The year value (dob_year) is just taken from the Value element that corresponds to the Demographic element of ‘Date of Birth’. This explains why the WHERE statement is used. So, the year value is just taking the last four characters of that aforementioned Value element, which will always be a valid year value.

Finally, once all of the relevant date parts are created and formatted, the Date of Birth field can be created by concatenating said parts in the correct order.

Moving on, for the remaining two CTEs, which are for Ethnicity and Account Type, aliased as ethn and acc_type, respectively — their queries and results are essentially the same.
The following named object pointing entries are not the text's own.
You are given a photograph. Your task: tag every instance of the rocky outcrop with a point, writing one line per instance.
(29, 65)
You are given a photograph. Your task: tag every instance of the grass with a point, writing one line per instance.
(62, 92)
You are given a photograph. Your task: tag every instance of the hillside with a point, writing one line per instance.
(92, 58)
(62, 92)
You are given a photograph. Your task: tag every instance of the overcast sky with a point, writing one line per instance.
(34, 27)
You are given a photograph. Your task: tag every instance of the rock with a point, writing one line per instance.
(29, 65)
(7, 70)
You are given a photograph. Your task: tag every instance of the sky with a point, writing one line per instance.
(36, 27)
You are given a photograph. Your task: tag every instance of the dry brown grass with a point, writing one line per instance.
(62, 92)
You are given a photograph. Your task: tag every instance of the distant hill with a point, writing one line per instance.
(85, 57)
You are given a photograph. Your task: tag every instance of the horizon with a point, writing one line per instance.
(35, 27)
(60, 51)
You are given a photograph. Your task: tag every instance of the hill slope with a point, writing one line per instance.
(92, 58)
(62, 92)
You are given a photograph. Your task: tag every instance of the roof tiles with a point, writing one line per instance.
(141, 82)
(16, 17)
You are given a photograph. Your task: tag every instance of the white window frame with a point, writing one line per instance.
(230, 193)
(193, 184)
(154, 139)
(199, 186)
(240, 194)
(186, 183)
I am just pulling the ID field, Value field and using a WHERE statement to properly align the chosen Demographic element with the desired Value element. In other words, the two CTEs are just working with data that corresponds to them.
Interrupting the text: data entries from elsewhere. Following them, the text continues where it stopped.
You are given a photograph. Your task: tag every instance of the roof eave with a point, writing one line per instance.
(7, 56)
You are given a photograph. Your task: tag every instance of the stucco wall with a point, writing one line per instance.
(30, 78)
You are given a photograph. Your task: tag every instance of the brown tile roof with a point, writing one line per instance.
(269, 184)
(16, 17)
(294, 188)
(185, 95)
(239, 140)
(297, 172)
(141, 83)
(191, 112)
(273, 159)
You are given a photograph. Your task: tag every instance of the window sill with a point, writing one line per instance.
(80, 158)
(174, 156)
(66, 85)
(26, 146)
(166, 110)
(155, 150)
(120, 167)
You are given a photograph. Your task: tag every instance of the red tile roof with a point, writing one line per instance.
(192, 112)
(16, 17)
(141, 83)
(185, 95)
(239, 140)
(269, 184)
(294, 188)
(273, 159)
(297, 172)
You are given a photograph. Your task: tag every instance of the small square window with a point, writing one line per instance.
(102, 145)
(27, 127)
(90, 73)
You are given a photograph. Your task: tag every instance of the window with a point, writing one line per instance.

The WHERE statement for each of the CTEs is critically important. If that statement doesn’t exist in each of the CTEs, then we will get a result like the following. To be clear, both results are based on the ethn CTE but everything I’ve said about this CTE applies also to the other CTEs as well.

The actual result we want, which includes the appropriate WHERE statement, is pictured below.

To summarize, I am able to “transform the shape” of the unioned output by properly aligning the Value elements to just correspond to the chosen Demographic elements. Doing so means that I’m creating the desired fields of Ethnicity, Account Type and Date of Birth without having to use the PIVOT function.

We are finally ready to join the data CTE (referred to as “unioned output”) with the dob, ethn and acc_type CTEs. After that, we can pull the specific columns of interest. With all of this, we have the last CTE, known as final_data, which matches up with the desired output from the challenge post.

Unfortunately, I cannot show the complete SQL query (it’s about 150 lines!), so here’s the SQL query for the final_data CTE and its output, instead. Also, I wasn’t sure how to order the result so that it perfectly matches with the desired output from the challenge post. So, I settled with just explicitly showing the results for each of the IDs. Everything seems to check out!

This was a phenomenal challenge because of all the moving parts. I think there are plenty of ways to optimize the query (reduce it from ~150 lines) and to utilize more REGEX functions to potentially help with reducing nested functions. Finally, I wonder if instead of making three CTEs (dob, ethn, acc_type), limiting them with WHERE statements, and then joining them with the unioned output (data CTE)– if it would be possible, easier and more performant to use a PIVOT function.

Let me know how you work through this challenge and how many lines your query is!